The ability to work with arbitrary PyTree-like objects for both the state, and the parameters. That's an easy fix: it means using tree_map and tree_reduce in a few places. (e.g., dout = fp_vjp_fn(dout)[0] + dvalue needs to map using jnp.add.)
Yes, we should have supported this from the start like we did for our conjugate gradient implementation.
The object that defines the iteration should be pytree-like (I think that's fax's params_func). If it's not, then it needs to at least be hashable so that when it's passed as a static argument to a jitted function, it will always induce recompilation.
Not 100% sure what you are referring to. Overall, I would like to re-implement two-phase such that it doesn't require we define a solver explicitly which would require all arguments play nicely with jax.jit
but I'm not sure how this is an issue in the current implementation.
The ability to calculate a trajectory with the same inputs that are used to calculate a fixed point.
Could you be a bit more specific about what you mean here. I don't think I understand what you mean.
Sorry about the links. I just reorganized the repo a few minutes ago.
Not 100% sure what you are referring to.
I'll explain what I was getting at. Currently, you have param_func
, which is a callable that takes the parameters, and produces another callable that takes the state (essentially) and produces the next state. One way to build param_func
would be as a function with some bound arguments (e.g., additional stopping conditions). The problem with this is if you have a function like this:
@jit(static_argnums=(0,))
def f(param_func, x, y, z):
two_phase_solver(param_func, ...)
it will trigger recompilation whenever param_func
's bound arguments change. You can get around this by making param_func
an object and registering it as a pytree, and then passing that object non-statically.
The other advantage of making things objects over using closures is that you can access the members.
In my design, I chose to put all of the other parameters to two_phase_solver
into the param_func
object to keep things simple.
Could you be a bit more specific about what you mean here.

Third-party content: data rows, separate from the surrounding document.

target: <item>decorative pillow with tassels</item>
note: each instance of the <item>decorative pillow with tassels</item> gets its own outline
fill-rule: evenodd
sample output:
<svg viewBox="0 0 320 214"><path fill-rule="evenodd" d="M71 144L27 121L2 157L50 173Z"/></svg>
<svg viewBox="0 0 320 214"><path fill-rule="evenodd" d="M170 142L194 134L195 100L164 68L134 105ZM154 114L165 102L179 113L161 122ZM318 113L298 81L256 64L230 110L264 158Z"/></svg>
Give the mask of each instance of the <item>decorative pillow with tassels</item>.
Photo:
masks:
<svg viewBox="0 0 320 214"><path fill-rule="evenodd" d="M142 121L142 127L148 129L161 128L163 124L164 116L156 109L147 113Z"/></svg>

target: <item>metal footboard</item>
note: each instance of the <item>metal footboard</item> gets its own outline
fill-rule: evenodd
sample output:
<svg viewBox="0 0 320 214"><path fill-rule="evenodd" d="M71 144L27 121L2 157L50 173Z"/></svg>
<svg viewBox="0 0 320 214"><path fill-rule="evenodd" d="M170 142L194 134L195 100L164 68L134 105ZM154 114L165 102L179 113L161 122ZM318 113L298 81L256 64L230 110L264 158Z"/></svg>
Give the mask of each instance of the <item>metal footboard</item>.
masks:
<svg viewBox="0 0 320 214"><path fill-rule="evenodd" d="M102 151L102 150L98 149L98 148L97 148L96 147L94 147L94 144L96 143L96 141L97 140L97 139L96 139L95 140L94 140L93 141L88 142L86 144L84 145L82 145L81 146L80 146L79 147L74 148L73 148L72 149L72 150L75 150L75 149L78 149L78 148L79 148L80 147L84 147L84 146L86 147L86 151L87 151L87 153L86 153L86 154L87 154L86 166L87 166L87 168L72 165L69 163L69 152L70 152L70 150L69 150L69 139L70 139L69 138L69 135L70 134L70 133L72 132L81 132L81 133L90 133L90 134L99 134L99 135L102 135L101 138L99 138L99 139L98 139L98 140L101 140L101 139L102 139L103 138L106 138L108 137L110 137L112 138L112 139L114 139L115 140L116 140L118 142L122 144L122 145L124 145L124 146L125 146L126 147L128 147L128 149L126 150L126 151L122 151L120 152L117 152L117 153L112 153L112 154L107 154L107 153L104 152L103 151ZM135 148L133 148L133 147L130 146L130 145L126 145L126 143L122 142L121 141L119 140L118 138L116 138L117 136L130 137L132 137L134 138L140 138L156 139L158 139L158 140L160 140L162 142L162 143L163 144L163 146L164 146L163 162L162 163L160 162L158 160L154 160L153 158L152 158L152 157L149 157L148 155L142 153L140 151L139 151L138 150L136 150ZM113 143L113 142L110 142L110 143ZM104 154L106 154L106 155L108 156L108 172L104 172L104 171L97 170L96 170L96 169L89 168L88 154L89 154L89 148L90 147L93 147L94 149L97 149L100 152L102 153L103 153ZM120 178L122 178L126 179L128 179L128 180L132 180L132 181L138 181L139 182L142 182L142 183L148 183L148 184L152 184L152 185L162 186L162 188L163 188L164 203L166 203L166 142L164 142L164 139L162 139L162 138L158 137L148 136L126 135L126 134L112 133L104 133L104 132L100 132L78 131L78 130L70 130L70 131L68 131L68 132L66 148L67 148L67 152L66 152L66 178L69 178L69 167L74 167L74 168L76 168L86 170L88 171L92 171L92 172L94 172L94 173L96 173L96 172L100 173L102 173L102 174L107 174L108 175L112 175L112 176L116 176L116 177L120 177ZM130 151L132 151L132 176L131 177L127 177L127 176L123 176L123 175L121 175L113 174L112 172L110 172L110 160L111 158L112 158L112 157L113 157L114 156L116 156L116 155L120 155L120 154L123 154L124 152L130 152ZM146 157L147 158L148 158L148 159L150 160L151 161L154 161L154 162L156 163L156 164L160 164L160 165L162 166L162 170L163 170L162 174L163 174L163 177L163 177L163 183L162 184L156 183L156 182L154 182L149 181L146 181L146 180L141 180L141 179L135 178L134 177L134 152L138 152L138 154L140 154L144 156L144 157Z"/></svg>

I don't think I understand what you mean.
Not a big deal, but since you're providing a while_loop
(for example) that finds the fixed point, it's often useful to also provide a scan
(for example) that iterates towards the fixed point and outputs the whole trajectory. In my experiments, it has really helped to be able to see what's going in order to debug my many mistakes.
In my design, I chose to put all of the other parameters to two_phase_solver into the param_func object to keep things simple.
I think you're essentially describing an interface similar to what I had in mind for the re-design of this API. The main idea is to no longer require two calls, one for the solver and one to solve. It should make for some much cleaner and intuitive code.
a scan (for example) that iterates towards the fixed point and outputs the whole trajectory.
I see. That might a bit outside the scope of what fax
is trying to do and it should be straightforward for most users to implement in a few lines. Is there a workflow or usage pattern that something a bit more integrated would help with?
I think you're essentially describing an interface similar to what I had in mind for the re-design of this API. The main idea is to no longer require two calls, one for the solver and one to solve. It should make for some much cleaner and intuitive code.
Cool!
I see. That might a bit outside the scope of what fax is trying to do and it should be straightforward for most users to implement in a few lines. Is there a workflow or usage pattern that something a bit more integrated would help with?
Fair enough. I understand what you're trying to do with FAX. I just thought that since the param_func
essentially defines an iterative function, it would be useful to include trajectories since it's related to iterative functions.
Is this partly covered by #26 and #30 ? Can we close this issue?
It's been made easier in #26 and #30 but there are still some things to do like properly support pytrees and add support to stochastic vjps.